Use a flatter map first when lookups sit on a critical request path, market-data path, simulation loop, or any other place where the operation happens constantly and tail latency matters.
That includes a lot of market-making infrastructure: order-id maps, per-instrument state tables, and the small bookkeeping lookups that sit around price generation, order updates, and trade handling.
A regular general-purpose map is fine when the lookup is off the hot path, the surrounding work dominates the budget, or you care more about API familiarity and semantics than squeezing out cache misses.
Profile before rewriting because key shape, hash function cost, load factor, allocator behavior, and mutation patterns can all move the bottleneck around.
Rust Changes The Default Story
If you are writing Rust, the standard-library answer already starts much closer to the flat-map camp.
Rust's default std::collections::HashMap is already documented as using quadratic probing with SIMD lookup, which is a very different starting point from the mental model of buckets plus linked lists.
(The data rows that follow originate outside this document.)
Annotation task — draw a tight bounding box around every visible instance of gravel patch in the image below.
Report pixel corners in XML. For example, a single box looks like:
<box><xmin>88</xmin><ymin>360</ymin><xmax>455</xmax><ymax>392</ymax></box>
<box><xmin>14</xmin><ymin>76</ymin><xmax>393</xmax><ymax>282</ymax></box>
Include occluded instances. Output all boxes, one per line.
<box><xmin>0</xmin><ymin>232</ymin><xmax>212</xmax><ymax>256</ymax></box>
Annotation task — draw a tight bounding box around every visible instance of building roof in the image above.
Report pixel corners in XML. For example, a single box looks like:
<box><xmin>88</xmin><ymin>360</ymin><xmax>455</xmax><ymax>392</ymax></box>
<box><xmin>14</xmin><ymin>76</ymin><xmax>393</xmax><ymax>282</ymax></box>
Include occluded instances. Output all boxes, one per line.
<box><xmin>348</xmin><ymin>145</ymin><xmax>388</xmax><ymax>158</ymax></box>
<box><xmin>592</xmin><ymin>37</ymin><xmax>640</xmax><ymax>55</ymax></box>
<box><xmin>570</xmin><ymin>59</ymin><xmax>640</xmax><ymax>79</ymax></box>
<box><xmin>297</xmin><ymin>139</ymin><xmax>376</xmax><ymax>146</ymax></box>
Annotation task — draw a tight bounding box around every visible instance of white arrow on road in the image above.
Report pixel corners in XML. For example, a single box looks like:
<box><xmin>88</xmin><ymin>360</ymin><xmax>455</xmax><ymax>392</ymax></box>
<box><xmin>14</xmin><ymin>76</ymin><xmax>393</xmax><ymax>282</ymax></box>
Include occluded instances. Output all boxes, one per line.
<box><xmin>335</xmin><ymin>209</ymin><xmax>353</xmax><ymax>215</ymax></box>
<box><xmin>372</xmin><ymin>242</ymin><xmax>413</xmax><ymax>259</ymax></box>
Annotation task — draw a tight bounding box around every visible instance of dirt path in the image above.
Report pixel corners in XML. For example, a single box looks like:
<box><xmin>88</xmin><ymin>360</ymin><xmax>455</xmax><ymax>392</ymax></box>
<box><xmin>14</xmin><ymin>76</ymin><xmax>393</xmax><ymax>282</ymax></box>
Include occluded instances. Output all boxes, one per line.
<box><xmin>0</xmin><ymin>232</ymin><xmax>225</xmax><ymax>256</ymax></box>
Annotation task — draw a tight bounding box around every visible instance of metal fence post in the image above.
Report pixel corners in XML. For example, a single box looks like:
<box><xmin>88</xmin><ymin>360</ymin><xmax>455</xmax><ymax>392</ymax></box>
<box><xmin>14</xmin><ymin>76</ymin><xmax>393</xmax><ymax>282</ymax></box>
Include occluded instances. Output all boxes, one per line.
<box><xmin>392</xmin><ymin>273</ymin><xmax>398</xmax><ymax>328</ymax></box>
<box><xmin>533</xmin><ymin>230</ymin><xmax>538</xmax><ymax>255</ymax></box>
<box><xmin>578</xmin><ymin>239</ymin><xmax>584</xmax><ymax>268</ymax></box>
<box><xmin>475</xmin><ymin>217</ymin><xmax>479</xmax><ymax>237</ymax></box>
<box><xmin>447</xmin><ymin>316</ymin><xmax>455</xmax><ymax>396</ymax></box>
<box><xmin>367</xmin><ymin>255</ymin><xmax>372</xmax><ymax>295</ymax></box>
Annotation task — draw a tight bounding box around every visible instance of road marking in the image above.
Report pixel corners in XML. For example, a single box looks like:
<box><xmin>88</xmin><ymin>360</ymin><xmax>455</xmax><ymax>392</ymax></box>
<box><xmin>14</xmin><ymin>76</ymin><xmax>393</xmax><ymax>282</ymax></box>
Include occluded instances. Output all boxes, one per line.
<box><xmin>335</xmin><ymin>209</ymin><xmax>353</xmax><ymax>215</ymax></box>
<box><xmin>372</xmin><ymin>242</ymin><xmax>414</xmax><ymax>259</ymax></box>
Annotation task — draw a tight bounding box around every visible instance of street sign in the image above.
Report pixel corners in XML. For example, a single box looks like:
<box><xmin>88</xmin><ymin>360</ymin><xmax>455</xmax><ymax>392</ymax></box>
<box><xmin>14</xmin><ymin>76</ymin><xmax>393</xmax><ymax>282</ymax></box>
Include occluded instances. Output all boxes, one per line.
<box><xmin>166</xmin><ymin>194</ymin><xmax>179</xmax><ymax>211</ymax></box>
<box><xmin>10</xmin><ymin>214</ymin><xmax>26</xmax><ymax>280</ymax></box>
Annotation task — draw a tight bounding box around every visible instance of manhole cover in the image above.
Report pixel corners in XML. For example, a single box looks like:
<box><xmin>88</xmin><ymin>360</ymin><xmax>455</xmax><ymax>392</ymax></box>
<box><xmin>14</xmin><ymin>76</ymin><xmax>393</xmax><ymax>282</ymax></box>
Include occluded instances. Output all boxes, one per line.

The central critique in this article maps much more directly to classic node-based hash maps than it does to Rust's standard one.
That does not mean Rust code is automatically fast. Hashing still costs time, cache misses still hurt, and your access pattern still matters. It just means Rust's default table design is already playing a smarter memory-layout game.
Rust's default hasher also prioritizes robustness against adversarial inputs. If a hot path profiles poorly, table layout and hash choice are two separate questions worth measuring independently.
When std::unordered_map Is A Bad Choice
Not always. But often enough that it should stop being the automatic answer for latency-sensitive C++.
It is a bad choice when a lookup happens for every single message, order, or packet and you care about the slowest few microseconds as much as the average.
It is a bad choice when your keys and values are small enough that memory indirection becomes the dominant cost.
It is a bad choice when the structure is making the CPU rediscover scattered memory over and over again.
And it is usually fine when none of those are true.
Big-O tells you the lookup is constant on average. The CPU wants to know whether the next piece of data is already nearby. That is why the same abstract data structure can feel completely different in production. If latency is the job, locality is the design.